Editorial: Before digital was cool

Published 12:00 am Tuesday, September 27, 2016

Rowan-Salisbury Schools got important kudos Monday from Catherine Truitt, Gov. Pat McCrory’s top education adviser. When it comes to digital learning, Truitt said, North Carolina is a national leader, and Rowan County is a leader in the state.

Visiting Salisbury at the school system’s invitation, Truitt addressed a luncheon group of community leaders to talk about the challenges facing public education today. They are many.

The digital conversion that drew skepticism a few years ago — from experienced educators and parents alike — has turned out to be a wise move for Rowan-Salisbury schools. The sudden transition was painful, and hitting the right balance of screen time and face time is a challenge. But digital learning is essential if the schools are to personalize learning to reach each and every child, Truitt said.

You might say Rowan-Salisbury went digital before digital was cool — or at least before it was required. Now everyone is moving in that direction.

Since joining the McCrory administration last October, Truitt has visited more than 30 schools that have adopted digital-age learning. In 18 years as an educator and turnaround coach, she said, she’s never seen anything that promises to improve teaching and learning that compares with the use of digital devices she has seen in places like Greene, Rutherford, Davie and Rowan counties.

She described seeing a child at Hanford Dole Elementary School use her iPad to read a QR code that then enabled the girl to download a story tailored to her abilities and progress.

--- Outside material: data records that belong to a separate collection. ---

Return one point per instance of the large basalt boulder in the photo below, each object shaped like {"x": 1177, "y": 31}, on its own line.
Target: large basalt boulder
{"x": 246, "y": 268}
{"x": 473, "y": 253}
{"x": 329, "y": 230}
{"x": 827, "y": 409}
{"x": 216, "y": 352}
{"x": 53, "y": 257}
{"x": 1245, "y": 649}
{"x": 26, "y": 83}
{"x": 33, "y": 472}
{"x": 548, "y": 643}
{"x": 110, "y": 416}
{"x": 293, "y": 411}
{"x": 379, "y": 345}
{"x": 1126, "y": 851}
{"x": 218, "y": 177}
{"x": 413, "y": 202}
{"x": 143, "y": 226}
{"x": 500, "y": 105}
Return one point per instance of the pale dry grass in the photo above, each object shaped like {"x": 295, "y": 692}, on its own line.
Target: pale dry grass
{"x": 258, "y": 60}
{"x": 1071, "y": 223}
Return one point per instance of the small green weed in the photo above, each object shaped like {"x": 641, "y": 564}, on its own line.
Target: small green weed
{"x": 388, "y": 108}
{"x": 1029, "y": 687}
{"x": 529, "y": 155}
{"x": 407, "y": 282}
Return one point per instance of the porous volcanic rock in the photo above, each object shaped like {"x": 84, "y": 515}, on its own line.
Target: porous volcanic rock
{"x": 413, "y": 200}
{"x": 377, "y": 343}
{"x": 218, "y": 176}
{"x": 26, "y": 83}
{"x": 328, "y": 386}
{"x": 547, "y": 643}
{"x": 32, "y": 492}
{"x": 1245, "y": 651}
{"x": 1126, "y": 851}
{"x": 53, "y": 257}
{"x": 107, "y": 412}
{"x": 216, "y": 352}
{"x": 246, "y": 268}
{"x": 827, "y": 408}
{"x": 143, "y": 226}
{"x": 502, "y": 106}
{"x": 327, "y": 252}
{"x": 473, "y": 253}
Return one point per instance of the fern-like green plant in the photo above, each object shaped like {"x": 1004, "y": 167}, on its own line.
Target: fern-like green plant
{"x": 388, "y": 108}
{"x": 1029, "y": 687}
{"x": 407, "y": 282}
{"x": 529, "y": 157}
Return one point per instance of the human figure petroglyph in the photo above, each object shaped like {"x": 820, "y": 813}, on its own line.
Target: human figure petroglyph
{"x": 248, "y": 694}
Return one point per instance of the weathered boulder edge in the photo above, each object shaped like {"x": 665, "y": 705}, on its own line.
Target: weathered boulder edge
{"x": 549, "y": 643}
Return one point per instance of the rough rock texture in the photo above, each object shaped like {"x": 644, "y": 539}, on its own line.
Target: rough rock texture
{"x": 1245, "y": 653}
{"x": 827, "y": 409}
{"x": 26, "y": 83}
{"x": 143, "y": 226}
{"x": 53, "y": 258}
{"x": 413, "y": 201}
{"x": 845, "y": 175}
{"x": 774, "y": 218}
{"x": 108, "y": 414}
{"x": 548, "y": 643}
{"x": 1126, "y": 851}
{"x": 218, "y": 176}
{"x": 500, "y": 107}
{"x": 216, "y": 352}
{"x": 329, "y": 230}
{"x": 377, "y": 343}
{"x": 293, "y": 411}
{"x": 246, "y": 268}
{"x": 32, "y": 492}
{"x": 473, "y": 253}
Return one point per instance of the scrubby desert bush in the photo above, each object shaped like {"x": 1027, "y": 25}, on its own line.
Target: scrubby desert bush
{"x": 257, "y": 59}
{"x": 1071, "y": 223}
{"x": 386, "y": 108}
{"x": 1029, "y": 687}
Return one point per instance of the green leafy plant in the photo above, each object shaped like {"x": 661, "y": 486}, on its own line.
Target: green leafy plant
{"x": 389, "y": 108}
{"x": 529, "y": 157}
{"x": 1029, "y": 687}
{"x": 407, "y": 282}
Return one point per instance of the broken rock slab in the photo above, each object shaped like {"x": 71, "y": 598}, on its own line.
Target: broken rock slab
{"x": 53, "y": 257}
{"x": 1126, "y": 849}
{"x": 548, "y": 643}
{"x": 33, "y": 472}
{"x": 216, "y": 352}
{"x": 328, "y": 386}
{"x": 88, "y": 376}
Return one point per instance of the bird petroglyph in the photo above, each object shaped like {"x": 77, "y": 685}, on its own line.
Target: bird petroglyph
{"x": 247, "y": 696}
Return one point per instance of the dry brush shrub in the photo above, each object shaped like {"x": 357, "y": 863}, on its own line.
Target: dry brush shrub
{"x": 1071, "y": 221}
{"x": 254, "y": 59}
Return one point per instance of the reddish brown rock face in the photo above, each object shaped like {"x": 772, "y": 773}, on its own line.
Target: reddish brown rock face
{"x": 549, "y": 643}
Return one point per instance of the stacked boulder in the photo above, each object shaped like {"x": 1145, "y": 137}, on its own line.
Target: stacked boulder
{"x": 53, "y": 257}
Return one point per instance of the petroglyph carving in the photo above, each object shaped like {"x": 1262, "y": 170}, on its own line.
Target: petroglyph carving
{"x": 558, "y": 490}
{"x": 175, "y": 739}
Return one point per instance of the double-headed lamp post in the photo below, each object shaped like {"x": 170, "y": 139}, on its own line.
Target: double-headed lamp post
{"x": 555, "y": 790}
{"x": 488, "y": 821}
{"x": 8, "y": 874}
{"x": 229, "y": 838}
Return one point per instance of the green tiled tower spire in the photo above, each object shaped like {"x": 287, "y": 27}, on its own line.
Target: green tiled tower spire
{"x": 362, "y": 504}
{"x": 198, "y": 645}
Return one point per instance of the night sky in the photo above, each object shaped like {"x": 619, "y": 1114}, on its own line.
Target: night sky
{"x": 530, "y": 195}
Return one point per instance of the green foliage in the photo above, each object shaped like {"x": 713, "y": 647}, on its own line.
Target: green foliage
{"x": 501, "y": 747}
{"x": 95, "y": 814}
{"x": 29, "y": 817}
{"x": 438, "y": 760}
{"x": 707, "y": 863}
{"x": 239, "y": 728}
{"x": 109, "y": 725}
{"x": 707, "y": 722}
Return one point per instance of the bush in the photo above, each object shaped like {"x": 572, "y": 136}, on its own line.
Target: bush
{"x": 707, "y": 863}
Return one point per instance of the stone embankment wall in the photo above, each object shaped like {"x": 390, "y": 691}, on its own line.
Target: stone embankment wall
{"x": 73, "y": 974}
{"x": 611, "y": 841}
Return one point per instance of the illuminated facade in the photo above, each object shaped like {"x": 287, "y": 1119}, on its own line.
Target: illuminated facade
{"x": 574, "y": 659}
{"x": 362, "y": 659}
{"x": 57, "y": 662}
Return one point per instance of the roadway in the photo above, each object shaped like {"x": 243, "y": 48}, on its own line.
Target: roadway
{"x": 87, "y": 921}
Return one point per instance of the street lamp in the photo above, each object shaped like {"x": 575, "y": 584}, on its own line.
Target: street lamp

This kind of innovation allows a teacher to do small-group instruction while other students are learning individually on their own, she said. 

That is the future of education — more  technology and more personalization and humanization, trends that might seem at odds but now go hand-in-hand, Truitt said. Using technology as a tool, teachers can reach students where they are.

For more than century, U.S. schools have treated education as an assembly line, with students expected to move in lockstep through the same subjects that were developed by education experts in the 19th century. So much has changed. Now robots do the low-skill jobs, and to get the higher-skill jobs a person has to have some kind of post-secondary training, she said.

Our thinking about education has to get out of the assembly line era, too. If you start to criticize education methods with “when I was in school,” stop yourself. When you were in school, did virtually everyone carry a smartphone? Was the internet in existence? Did your classmates represent a broad spectrum of ethnicities,  abilities and interests? Were some of them homeless? Probably not. For good or ill, it’s a different world out there. To prepare children to survive and thrive, they have to be taught differently, too.